Ministerium für Energie, Infrastruktur und Digitalisierung

Förderbescheide für Greifswald

Vorpommern-Greifswald | 15.03.2017

Fördermittelbescheid; Foto: Gudrun Stark Fördermittelbescheid; Foto: Gudrun Stark

Zur Übergabe des Zuwendungsbescheides für die Umgestaltung der Pfarrer-Wachsmann-Straße in Greifswald an den Oberbürgermeister der Hansestadt Stefan Fassbinder brachte Bauminister Christian Pegel heute überraschend zwei weitere Bescheide mit.

In der Straße „An den Wurthen“ im Stadtteil Mühlenvorstadt plant die Hansestadt den Bau eines neuen Stadtarchivs. „Ich freue mich sehr, dass wir den Bau dieses neuen ,Wissenspeichers‘ als Bestandteil der städtebaulichen Gesamtmaßnahme Innenstadt und Fleischervorstadt finanziell unterstützen können“, sagt Christian Pegel.

Er übergab heute Bürgermeister Stefan Fassbinder die schriftliche Zusage, dass Bund und Land das etwa sechs Millionen Euro teure Bauvorhaben mit Städtebaufördermitteln in Höhe von rund 1,9 Millionen Euro unterstützen.
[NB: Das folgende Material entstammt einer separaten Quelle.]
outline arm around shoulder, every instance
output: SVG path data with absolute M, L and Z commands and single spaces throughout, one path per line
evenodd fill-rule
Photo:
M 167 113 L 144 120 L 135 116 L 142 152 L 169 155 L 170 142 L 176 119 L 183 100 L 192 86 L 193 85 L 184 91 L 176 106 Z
Das viergeschossige Gebäude wird entsprechend seiner Funktionseinheiten – Öffentlichkeit, Verwaltung und Magazin – gegliedert. Das Erdgeschoss wird ein offener und kommunikativer Bereich. Im ersten Obergeschoss soll die Verwaltung Platz finden. Den Kernbereich des Archivs bilden die darüber liegenden Magazingeschosse.

Der Archivneubau soll einen einladenden Vorplatz entlang der Straße „An den Wurthen“ erhalten – ca. 15 mal 15 Meter groß, mit Betonplatten ausgelegt, die mit Jahreszahlen in Edelstahl-Lettern Ereignisse der Stadt- und Landesgeschichte veranschaulichen. Zudem ist ein vier Meter breiter Fußweg auf der Nordseite des Gebäudes in Richtung Platz und Haupteingang geplant. Auf der Südseite werden zehn gepflasterte Stellplätze errichtet. „Für die Außenanlagen stehen weitere Städtebaufördermittel in Höhe von rund 141.000 Euro zur Verfügung“, sagte Christian Pegel heute in Greifswald. Die Gesamtkosten für die Außenanlagen betragen etwa 427.000 Euro

Und noch eine Zusage hatte der Minister für Energie, Infrastruktur und Digitalisierung bei seinem Besuch am Ryk in der Tasche: über weitere 203.000 Euro von Bund und Land für die Umgestaltung des Trelleborger Wegs. Er soll auf 210 Metern von der Parkfläche an der Stettiner Straße bis vor die Zufahrt zum nördlichen Garagenkomplex erneuert werden, für insgesamt ca. 468.000 Euro. „Im Zuge der städtebaulichen Gesamtmaßnahme ,Ostseeviertel-Parkseite‘ können wir dieses Projekt mit Städtebaufördermitteln unterstützen“, so Christian Pegel.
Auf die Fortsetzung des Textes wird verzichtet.